# If your wife removes her married status from Facebook



## BadKarma (Jun 27, 2009)

....is that a bad sign? LOL


----------



## preso (May 1, 2009)

what did she put?

single?
( sorry I dont know the selections on the facebook site)


----------



## wonder (Jun 30, 2008)

I changed my status to divorced on my myspace page so the my friends (my list is only people i know personally) no i'm going through some sh!t


----------



## Dark Angel (Jun 17, 2009)

It means she looking for attention.

Is she possibly immature?


----------



## Heidiw (Jul 2, 2009)

Mine use to say marred until he wanted a separation. So I had "its complicated" then I found out that his "friend" an internet cow he only met online put on her account that she was in a relationship with my husband. Yes she made it public & he didn't know til I showed him. She had his first & last name on her page along with his picture.:smthumbup:

So mine now says single since that day.


----------



## recent_cloud (Apr 18, 2009)

BadKarma said:


> ....is that a bad sign? LOL


yes.

just in case my answer was unclear, YES.

i rarely use caps because i'm lazy.

consider yourself special and in a particularly acute situation.


----------



## Rhea (May 16, 2009)

The fact that you actually took the time to type out the question and I quote:

"If my wife changes her status on Facebook to single, is that a bad sign?"

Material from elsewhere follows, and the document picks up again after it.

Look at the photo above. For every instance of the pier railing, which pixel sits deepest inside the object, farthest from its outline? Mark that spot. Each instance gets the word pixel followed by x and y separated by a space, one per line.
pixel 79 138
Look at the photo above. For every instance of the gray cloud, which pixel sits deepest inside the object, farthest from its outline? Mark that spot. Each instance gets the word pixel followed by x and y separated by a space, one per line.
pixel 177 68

Stupifies me. Duh! Yes it's a bad sign especially considering she's not uh...single. But hey that's just how I look at it. You may view it differently.


----------



## recent_cloud (Apr 18, 2009)

i love the 'you may view it differently'

rhea how congenial of you.:bounce::bounce:


----------



## BadKarma (Jun 27, 2009)

yeah, its was pretty much a rethorical question.


----------



## Conflicted (Jun 24, 2009)

Rhea said:


> The fact that you actually took the time to type out the question and I quote:
> 
> "If my wife changes her status on Facebook to single, is that a bad sign?"
> 
> Stupifies me. Duh! Yes it's a bad sign especially considering she's not uh...single. But hey that's just how I look at it. You may view it differently.

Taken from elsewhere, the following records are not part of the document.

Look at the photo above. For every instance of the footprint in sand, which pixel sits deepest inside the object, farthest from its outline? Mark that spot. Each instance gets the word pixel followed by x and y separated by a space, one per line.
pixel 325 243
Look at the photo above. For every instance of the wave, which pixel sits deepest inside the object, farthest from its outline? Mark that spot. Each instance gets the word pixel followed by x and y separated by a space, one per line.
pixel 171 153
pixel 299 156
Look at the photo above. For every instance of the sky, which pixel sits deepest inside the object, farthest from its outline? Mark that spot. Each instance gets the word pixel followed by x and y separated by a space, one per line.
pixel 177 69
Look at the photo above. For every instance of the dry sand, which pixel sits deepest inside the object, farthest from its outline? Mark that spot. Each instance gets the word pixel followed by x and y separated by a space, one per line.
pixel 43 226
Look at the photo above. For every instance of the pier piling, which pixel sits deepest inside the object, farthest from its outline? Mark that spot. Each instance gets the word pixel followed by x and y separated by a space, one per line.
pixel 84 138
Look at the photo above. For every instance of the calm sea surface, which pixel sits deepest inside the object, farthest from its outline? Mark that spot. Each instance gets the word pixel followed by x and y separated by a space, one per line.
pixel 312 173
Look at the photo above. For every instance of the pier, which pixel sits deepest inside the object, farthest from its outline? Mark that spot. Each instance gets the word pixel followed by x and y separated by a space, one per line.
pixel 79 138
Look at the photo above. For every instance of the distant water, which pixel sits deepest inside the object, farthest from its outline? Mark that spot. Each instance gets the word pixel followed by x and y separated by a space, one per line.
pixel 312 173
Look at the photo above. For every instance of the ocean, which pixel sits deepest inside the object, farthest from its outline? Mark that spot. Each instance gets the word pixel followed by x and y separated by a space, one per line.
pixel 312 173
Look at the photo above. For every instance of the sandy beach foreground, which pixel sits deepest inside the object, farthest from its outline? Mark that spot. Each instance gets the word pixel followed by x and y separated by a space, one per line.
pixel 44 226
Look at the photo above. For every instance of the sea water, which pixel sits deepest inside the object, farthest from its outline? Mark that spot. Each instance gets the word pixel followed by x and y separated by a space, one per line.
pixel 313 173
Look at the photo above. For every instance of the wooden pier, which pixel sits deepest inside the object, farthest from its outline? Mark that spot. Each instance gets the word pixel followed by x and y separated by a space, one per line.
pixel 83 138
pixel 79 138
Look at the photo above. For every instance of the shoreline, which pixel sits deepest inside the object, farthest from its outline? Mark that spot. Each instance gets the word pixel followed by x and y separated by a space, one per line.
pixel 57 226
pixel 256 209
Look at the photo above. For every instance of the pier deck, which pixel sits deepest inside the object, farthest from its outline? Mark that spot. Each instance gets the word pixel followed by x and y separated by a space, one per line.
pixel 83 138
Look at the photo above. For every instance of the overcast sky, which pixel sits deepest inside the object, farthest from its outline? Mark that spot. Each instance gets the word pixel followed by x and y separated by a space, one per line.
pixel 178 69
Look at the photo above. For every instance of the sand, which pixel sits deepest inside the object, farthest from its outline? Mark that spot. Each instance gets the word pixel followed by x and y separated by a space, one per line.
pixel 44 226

Sometimes people just want some conversation on something they know the answer to. 

Have you asked your wife why she did it?


----------



## BadKarma (Jun 27, 2009)

Conflicted said:


> Have you asked your wife why she did it?



Things are getting tense around the house, she's still moving out Aug 1st. 

We agreed to take each other off our joint bank accounts. When she logged into mine to get the acount info, she saw all the money had been moved out into an individual money market account. In hind site, it was a bad move on my part. 

I'm seeing my Laywer on Monday. 

She broke down a bit last night, admitted she is being shelfish by not wanting to stay and try to work things out. She was disturbed to the point she talked about what she would do if I had a gun in the house. I assumed her, but I didn't ask if she meant me. 

I feel bad she would even talk that way, I don't think she would go thru with it. Why do people say stuff like that?


----------



## littleT (Jul 16, 2009)

Yes, that is an extremely bad sign. Be prepared to find and unearth more information that may surprise you on facebook. When I joined FB, I put my status at "In a Relationship w/ my boyfriend's name". He confirmed that he was in a relationship with me. However, he didn't realize that it basically notifies everyone on his list. And on his list of friends included "his other girlfriend" and she saw this. So, he eventually blocked her from his account and then deleted his account. When you see that she deleted her account immediately, looks like she is hiding something from you.


----------